Clarion's marketing director Julian Graves accuses Ekklesia of “inaccurate allegations” regarding the arms fair. I experienced similar claims from Clarion when I was on the staff of the Campaign Against Arms Trade (CAAT). However, even I was taken by surprise by Graves' most staggering statement:

"Your spokesman Symon Hill also talks about 'doing deals in the heart of London with despotic regimes'. As he well knows, no 'despotic regimes' attend the show."

No despotic regimes? The official list of delegations includes representatives of Libya, China and Saudi Arabia.

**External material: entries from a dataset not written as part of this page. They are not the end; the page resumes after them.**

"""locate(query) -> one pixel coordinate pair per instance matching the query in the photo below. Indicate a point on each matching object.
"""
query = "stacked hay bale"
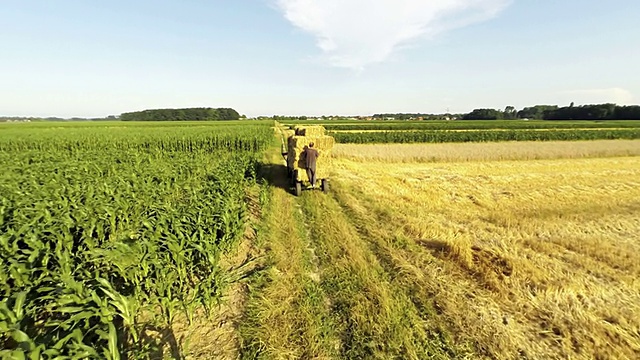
(297, 144)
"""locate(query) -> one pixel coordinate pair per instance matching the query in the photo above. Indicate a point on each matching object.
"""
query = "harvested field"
(525, 150)
(477, 259)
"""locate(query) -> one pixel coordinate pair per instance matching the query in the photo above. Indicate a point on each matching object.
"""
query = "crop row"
(95, 244)
(483, 136)
(190, 139)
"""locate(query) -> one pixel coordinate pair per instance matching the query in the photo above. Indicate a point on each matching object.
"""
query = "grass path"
(328, 293)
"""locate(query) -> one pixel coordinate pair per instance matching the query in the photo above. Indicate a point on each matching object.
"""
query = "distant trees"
(188, 114)
(535, 112)
(553, 112)
(484, 114)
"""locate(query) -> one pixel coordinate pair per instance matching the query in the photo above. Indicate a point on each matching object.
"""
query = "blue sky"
(293, 57)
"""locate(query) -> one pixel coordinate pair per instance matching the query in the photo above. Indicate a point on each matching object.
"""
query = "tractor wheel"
(325, 185)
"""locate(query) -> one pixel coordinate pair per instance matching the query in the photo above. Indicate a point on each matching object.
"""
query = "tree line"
(188, 114)
(553, 112)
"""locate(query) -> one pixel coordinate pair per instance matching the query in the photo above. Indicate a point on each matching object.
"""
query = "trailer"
(294, 154)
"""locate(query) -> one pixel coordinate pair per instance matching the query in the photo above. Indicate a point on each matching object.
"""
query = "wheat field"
(456, 152)
(533, 259)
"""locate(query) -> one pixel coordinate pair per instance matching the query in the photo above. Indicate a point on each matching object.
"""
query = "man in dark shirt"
(310, 157)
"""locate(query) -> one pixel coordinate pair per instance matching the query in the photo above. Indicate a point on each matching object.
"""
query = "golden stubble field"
(518, 258)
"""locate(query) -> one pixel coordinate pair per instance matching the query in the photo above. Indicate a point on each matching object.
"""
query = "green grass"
(104, 231)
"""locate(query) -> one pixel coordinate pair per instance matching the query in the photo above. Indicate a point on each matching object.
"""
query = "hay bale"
(324, 145)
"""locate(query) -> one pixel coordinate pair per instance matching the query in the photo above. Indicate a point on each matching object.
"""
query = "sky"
(83, 58)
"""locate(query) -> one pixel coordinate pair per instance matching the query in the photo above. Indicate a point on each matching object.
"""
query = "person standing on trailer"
(310, 157)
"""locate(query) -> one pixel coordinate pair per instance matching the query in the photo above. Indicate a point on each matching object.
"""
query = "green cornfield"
(106, 229)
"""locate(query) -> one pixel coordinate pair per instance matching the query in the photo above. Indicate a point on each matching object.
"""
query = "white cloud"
(356, 33)
(598, 96)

The notion that such governments are not despotic would come as a surprise to Chinese prisoners of conscience and the religious minorities of Saudi Arabia. Rizana Nafeek, the Sri Lankan teenager sentenced to death by beheading in Saudi Arabia without a fair trial, does not regard her abusers as devotees of democracy. The invitation of these regimes to the London arms fair implies endorsement of their human rights abuses, or at least indifference to them. In this way, the arms trade does harm to the cause of human rights even before the weapons have been used.

Julian Graves writes with apparent bewilderment that:

"We also find it strange that, as a Christian think tank, you feel that you are able to endorse criminal damage."

He is referring (I think) to our coverage of the three Catholic peace activists who took nonviolent direct action against DSEi this week. Being accused of supporting “damage” by the owners of an arms fair is surely beyond parody.

While I'm disappointed that anyone regards Christianity as incompatible with direct action, we all bear some responsibility for the way Christianity is often seen – our faith is still affected by centuries of collusion with power and wealth. The vast majority of people – whatever their views on the arms trade or anything else – understand that there is more to questions of right and wrong than simply obeying the law. Arms dealers often seem to be unaware of this. Earlier this week, a DSEi spokesperson insisted that the arms fair's customers were only “going about their lawful business”.

I can only imagine the sort of statements that might have appeared had Julian Graves and his colleagues been around in Jerusalem 2,000 years ago:

"'The moneychangers were only going about their lawful business,' said a spokesperson for Temple Events, 'We find it strange that a religious group should engage in criminal damage'".